In a This much I know piece at guardian.co.uk the British philosopher A.C. Grayling writes: ‘I would imagine Jesus was a kind of Jewish reformer. If you were looking for an equivalent to the figure you dimly perceive through the gospels it would probably be a Richard Dawkins.’
I can go along with the argument that Jesus was a kind of Jewish reformer, provided that we understand the extent to which he self-consciously embodied that reformation in his own story. But can Dawkins really be cast as a reformer? I see him more as an exorcist, seeking to banish the demons of religious belief and superstition from the modern soul – which, of course, means that he is still like Jesus.
Perhaps, then, Dawkins needs to be reminded of Jesus’ little story about the demon that is evicted from its house, returns later to find it swept and put in order, and so calls up seven anti-social mates and they trash the place (Luke 11:24-26).

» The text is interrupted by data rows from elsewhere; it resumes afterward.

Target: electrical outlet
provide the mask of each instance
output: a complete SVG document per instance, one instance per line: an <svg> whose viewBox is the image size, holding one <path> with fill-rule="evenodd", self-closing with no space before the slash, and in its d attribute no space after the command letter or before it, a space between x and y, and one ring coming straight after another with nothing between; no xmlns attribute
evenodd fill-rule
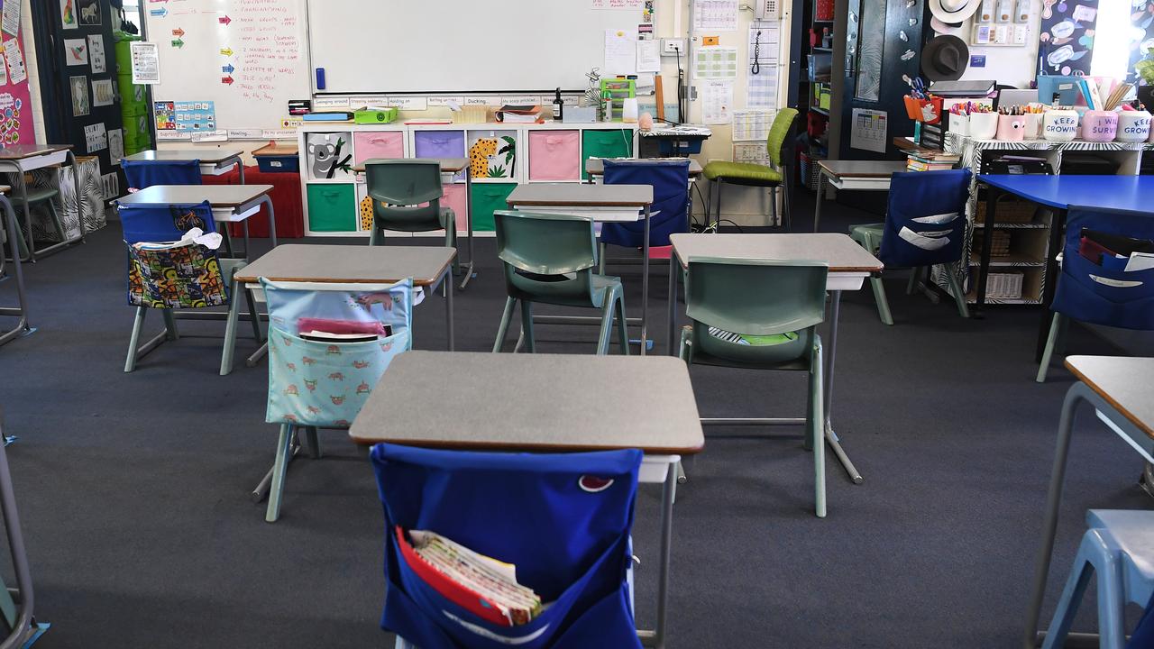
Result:
<svg viewBox="0 0 1154 649"><path fill-rule="evenodd" d="M677 52L684 57L689 53L689 42L685 38L662 38L661 39L661 55L662 57L676 57Z"/></svg>

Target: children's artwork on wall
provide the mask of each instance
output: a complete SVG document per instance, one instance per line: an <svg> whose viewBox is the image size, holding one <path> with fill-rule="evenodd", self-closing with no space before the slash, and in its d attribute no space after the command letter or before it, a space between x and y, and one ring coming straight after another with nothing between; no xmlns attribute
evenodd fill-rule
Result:
<svg viewBox="0 0 1154 649"><path fill-rule="evenodd" d="M112 80L111 79L93 79L92 80L92 105L93 106L111 106L113 100L115 100L115 95L112 92Z"/></svg>
<svg viewBox="0 0 1154 649"><path fill-rule="evenodd" d="M1099 0L1042 0L1039 57L1048 74L1089 74Z"/></svg>
<svg viewBox="0 0 1154 649"><path fill-rule="evenodd" d="M73 95L73 117L87 115L92 112L88 100L88 77L69 76L68 87L72 88Z"/></svg>
<svg viewBox="0 0 1154 649"><path fill-rule="evenodd" d="M108 62L104 58L104 35L88 35L88 60L92 64L92 74L108 72Z"/></svg>
<svg viewBox="0 0 1154 649"><path fill-rule="evenodd" d="M78 0L80 24L100 24L99 0Z"/></svg>
<svg viewBox="0 0 1154 649"><path fill-rule="evenodd" d="M65 38L65 64L69 66L87 66L88 40L84 38Z"/></svg>
<svg viewBox="0 0 1154 649"><path fill-rule="evenodd" d="M76 0L60 0L60 24L65 29L76 29L80 21L76 16Z"/></svg>

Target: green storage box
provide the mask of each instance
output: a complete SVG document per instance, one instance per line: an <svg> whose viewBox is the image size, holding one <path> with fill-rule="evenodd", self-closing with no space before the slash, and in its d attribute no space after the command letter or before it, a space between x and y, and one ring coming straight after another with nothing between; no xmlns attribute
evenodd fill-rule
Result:
<svg viewBox="0 0 1154 649"><path fill-rule="evenodd" d="M353 124L389 124L395 119L397 119L396 106L353 111Z"/></svg>
<svg viewBox="0 0 1154 649"><path fill-rule="evenodd" d="M614 128L607 130L584 129L580 136L580 177L589 180L585 173L585 161L589 158L630 158L634 156L632 129Z"/></svg>
<svg viewBox="0 0 1154 649"><path fill-rule="evenodd" d="M357 231L357 188L352 182L308 185L308 229L313 232Z"/></svg>
<svg viewBox="0 0 1154 649"><path fill-rule="evenodd" d="M509 209L505 199L516 188L516 182L473 182L470 209L472 210L474 232L492 232L496 229L493 225L493 211Z"/></svg>

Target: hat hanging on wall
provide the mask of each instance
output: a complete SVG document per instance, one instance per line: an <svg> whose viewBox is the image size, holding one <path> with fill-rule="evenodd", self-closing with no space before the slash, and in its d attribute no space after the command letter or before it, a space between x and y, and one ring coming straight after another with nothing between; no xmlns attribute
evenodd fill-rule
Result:
<svg viewBox="0 0 1154 649"><path fill-rule="evenodd" d="M982 0L929 0L930 13L944 23L960 23L974 15Z"/></svg>
<svg viewBox="0 0 1154 649"><path fill-rule="evenodd" d="M957 36L935 36L922 47L922 74L930 81L957 81L969 64L969 47Z"/></svg>

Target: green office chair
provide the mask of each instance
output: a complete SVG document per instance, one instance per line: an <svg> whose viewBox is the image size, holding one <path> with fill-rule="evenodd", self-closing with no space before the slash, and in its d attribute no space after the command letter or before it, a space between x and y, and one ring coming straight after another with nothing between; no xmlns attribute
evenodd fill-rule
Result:
<svg viewBox="0 0 1154 649"><path fill-rule="evenodd" d="M365 161L368 195L373 197L373 232L368 245L384 245L384 230L429 232L444 229L444 245L457 247L457 215L441 207L441 163L428 159ZM452 260L457 273L457 258Z"/></svg>
<svg viewBox="0 0 1154 649"><path fill-rule="evenodd" d="M497 233L497 256L504 264L509 292L493 351L501 351L514 305L520 301L522 335L530 352L535 351L532 304L541 303L600 308L598 356L609 351L616 314L617 343L621 353L628 356L624 291L620 278L593 273L597 267L593 222L579 216L509 210L494 211L493 219Z"/></svg>
<svg viewBox="0 0 1154 649"><path fill-rule="evenodd" d="M710 181L710 206L714 210L714 224L721 223L721 184L767 187L770 192L770 217L778 222L778 187L785 194L785 226L789 226L789 202L793 189L789 187L789 166L793 146L794 124L797 121L796 109L781 109L773 118L770 134L765 137L765 149L770 154L772 166L754 163L735 163L714 161L705 165L704 176Z"/></svg>
<svg viewBox="0 0 1154 649"><path fill-rule="evenodd" d="M825 409L822 340L829 266L819 261L690 259L681 358L689 365L809 373L805 448L814 452L815 513L825 517ZM772 424L711 419L702 425Z"/></svg>

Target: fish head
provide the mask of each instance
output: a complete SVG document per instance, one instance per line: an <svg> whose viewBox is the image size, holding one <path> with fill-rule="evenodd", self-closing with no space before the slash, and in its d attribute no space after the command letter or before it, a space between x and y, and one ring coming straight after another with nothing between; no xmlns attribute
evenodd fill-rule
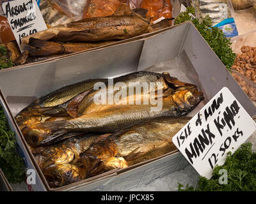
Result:
<svg viewBox="0 0 256 204"><path fill-rule="evenodd" d="M80 154L83 164L88 172L102 167L102 163L117 154L117 147L111 140L103 140Z"/></svg>
<svg viewBox="0 0 256 204"><path fill-rule="evenodd" d="M16 122L21 130L43 120L41 115L34 115L29 112L22 112L15 117Z"/></svg>
<svg viewBox="0 0 256 204"><path fill-rule="evenodd" d="M124 157L113 157L104 162L100 162L97 168L93 168L90 171L89 175L92 177L114 169L124 168L127 166L128 163Z"/></svg>
<svg viewBox="0 0 256 204"><path fill-rule="evenodd" d="M204 94L202 92L191 89L180 90L171 96L173 101L179 109L191 111L195 108L202 100L204 100Z"/></svg>
<svg viewBox="0 0 256 204"><path fill-rule="evenodd" d="M170 75L170 73L168 72L163 73L164 75L164 78L165 81L167 82L169 87L171 87L173 89L192 89L196 88L196 86L192 84L185 83L180 81L176 77L173 77Z"/></svg>

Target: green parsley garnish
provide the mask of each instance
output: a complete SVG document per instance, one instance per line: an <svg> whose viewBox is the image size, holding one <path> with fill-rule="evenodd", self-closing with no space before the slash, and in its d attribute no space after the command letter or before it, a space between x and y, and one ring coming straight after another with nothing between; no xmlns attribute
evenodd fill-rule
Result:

Jesus, I think, was talking about the demons that would possess the house of Israel in years to come, precipitating a catastrophic war. But Dawkins should take note of how in the 20th century the extremely nasty demons of secularism trashed European civilization following the progressive banishment of Christian faith in the 19th century. Does he not risk setting the same depressing narrative in motion again?
I wonder what others think of Grayling’s analogy. Who would be the best modern equivalent to the Jesus that is dimly perceived in the gospels?